From then on, their sales peaked and eventually bottomed out, though "Itsumademo Hibiku Kono Melody/Magical Speaker" managed to reach as high as #3 on the Oricon charts.

The song "H.P.S.J." was featured as the third ending song for the anime Bobobo-bo Bo-bobo; "Kibun Jojo" itself has been covered in rhythm action games such as Taiko: Drum Master, Moero! Nekketsu Rhythm Damashii Osu! Tatakae! Ouendan 2 and you can dance to the song in Happy Dance collection for Nintendo Wii.

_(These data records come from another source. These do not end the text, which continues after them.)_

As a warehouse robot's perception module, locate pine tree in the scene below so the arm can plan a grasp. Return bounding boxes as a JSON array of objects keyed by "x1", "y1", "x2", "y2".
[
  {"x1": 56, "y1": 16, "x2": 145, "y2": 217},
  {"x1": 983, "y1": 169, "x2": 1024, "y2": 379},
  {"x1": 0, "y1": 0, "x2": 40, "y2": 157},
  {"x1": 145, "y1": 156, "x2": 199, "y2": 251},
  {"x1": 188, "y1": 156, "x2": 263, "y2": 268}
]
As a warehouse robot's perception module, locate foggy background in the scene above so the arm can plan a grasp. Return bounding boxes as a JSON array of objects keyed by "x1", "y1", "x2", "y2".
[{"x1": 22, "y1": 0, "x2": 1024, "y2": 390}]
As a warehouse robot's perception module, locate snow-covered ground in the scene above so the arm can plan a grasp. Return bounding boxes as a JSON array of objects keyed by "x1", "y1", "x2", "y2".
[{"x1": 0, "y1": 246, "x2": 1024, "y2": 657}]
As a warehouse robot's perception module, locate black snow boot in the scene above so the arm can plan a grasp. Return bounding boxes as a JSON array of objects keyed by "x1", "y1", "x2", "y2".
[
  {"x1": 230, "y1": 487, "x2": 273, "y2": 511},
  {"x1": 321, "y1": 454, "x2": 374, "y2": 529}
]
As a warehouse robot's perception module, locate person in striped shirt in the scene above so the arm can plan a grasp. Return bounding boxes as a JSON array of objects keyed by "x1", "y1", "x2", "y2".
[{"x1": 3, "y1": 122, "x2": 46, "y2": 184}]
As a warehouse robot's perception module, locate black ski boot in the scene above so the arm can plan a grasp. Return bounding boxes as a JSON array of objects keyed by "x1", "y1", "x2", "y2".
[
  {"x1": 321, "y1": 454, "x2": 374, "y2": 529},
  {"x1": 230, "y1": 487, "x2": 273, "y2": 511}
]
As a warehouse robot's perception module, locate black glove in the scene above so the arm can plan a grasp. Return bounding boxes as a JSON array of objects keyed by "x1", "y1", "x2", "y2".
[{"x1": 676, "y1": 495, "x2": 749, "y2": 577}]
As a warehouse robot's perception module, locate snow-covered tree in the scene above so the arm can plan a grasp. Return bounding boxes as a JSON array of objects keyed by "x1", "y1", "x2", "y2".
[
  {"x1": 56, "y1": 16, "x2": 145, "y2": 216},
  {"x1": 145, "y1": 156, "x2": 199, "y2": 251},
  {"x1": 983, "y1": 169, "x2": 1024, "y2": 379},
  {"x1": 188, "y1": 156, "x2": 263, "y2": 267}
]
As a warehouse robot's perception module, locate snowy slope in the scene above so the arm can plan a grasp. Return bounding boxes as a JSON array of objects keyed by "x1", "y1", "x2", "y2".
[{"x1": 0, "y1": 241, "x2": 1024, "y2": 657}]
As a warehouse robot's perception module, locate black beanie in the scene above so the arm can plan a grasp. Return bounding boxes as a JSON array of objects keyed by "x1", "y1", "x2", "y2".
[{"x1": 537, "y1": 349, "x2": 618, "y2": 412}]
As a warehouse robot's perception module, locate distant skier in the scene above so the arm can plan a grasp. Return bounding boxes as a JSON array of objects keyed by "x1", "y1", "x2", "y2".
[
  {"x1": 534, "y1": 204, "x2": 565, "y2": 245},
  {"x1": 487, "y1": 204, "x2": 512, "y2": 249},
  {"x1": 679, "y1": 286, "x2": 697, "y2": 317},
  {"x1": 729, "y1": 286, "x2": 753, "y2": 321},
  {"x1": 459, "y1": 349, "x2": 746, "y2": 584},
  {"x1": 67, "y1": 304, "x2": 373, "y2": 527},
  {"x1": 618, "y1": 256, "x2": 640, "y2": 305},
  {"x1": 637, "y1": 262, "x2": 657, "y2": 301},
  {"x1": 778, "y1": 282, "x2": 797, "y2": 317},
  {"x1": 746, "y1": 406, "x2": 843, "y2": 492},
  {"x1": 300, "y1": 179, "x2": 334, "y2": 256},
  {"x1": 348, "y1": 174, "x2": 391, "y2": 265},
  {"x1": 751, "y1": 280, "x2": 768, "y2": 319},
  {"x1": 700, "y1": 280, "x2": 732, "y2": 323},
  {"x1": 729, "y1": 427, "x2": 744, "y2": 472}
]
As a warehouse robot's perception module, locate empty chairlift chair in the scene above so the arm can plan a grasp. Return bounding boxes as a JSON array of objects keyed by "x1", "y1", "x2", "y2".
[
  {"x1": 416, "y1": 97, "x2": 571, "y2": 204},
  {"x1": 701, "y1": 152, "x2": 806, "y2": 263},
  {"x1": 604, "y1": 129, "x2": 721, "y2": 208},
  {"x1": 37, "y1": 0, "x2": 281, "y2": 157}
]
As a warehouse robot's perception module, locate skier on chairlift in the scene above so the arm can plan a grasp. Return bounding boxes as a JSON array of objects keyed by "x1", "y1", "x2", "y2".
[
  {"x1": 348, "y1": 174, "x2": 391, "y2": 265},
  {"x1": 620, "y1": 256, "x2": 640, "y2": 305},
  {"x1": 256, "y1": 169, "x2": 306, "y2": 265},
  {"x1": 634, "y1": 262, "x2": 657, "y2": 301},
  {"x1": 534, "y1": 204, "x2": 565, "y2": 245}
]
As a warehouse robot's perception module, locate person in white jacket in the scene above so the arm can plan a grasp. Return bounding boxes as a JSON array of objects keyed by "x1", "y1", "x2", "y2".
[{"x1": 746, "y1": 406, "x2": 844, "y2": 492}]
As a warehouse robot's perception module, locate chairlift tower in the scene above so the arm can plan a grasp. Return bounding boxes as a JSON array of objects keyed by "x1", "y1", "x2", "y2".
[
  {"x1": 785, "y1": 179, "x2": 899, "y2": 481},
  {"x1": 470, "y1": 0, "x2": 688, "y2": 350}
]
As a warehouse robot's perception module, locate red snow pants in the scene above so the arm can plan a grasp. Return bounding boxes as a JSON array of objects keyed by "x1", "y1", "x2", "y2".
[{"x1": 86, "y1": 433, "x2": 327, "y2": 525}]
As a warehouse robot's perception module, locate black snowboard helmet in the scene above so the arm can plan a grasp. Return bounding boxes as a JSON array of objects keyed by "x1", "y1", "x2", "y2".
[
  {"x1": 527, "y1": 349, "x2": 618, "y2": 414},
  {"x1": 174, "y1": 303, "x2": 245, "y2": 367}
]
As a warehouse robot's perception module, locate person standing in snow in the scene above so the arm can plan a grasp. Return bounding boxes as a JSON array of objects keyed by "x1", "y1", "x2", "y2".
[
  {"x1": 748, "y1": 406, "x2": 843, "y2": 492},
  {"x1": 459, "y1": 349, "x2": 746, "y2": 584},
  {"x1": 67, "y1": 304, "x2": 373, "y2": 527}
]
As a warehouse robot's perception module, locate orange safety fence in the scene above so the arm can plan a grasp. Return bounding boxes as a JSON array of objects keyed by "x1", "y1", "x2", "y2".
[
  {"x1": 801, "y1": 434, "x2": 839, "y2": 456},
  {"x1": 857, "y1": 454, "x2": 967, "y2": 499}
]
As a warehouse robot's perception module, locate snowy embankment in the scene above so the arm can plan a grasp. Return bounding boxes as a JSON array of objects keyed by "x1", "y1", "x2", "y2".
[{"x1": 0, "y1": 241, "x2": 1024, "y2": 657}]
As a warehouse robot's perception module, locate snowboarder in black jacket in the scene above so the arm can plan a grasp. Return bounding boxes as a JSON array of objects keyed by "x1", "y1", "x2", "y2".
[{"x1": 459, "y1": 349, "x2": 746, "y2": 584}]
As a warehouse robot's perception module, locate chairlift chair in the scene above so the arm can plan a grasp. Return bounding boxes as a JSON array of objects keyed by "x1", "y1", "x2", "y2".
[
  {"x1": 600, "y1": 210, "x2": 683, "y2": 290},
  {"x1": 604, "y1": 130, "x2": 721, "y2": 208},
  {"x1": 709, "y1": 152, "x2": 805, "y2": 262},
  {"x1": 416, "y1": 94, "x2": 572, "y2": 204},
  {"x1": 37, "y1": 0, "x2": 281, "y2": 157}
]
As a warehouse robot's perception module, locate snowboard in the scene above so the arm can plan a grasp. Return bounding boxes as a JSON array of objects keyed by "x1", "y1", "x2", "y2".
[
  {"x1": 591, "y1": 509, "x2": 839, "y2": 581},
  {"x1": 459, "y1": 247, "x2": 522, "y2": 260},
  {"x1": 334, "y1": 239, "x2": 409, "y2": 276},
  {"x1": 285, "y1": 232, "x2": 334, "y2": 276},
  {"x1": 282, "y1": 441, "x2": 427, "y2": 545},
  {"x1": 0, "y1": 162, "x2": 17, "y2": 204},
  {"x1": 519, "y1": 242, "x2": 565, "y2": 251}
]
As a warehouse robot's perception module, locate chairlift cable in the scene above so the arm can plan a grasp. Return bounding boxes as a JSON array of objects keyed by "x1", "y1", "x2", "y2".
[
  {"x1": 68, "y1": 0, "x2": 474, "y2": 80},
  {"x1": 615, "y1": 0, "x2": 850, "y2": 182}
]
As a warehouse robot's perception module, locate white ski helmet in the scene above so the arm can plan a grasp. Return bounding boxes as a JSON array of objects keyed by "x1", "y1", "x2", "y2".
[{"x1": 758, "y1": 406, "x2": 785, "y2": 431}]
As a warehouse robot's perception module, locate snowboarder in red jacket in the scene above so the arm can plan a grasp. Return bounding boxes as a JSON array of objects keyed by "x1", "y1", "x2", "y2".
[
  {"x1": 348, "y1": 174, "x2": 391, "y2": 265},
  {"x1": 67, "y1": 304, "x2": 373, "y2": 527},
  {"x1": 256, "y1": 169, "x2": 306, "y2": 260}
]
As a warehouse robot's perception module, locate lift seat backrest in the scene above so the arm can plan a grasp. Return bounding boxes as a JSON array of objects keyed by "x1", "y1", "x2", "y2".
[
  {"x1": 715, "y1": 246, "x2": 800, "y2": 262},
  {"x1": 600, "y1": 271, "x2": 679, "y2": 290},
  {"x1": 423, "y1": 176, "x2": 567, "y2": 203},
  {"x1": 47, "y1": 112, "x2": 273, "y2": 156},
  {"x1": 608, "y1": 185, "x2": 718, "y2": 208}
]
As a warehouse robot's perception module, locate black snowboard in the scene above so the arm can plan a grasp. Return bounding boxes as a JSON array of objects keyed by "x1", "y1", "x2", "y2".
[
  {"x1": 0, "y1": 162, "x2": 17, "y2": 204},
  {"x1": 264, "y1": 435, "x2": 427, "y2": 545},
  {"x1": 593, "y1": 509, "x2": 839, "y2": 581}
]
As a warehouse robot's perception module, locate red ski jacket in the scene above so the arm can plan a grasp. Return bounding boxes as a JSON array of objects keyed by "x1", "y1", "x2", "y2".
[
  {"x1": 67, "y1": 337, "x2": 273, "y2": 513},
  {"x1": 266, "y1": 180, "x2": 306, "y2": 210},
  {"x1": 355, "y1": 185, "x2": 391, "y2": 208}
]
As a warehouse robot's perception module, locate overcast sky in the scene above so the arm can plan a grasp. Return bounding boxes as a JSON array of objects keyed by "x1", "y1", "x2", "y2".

On November 7, Mihimaru GT released a hip-hop re-arrangement/cover of Kylie Minogue's "I Should Be So Lucky" as a double A-side single (the other A-side being Ai Kotoba.) The song, "I Should Be So Lucky", was used as the ending theme for the Japanese drama Abarenbou Mama (Wild Mama) which stars Aya Ueto.

"Girigiri Hero" is featured in the movie Shaoulin Shojou.

"Switch" was used for the 2009 World Table Tennis Championship in Japan.

The duo's most recent single, Masterpiece was used as a main theme for the TV animation Yu-Gi-Oh! Zexal.

In April 2011, the duo performed with Korean singer Park Jung Min at an UN Charity Concert in Yokohama, Japan to aid victims of the 2011 Tōhoku earthquake and tsunami.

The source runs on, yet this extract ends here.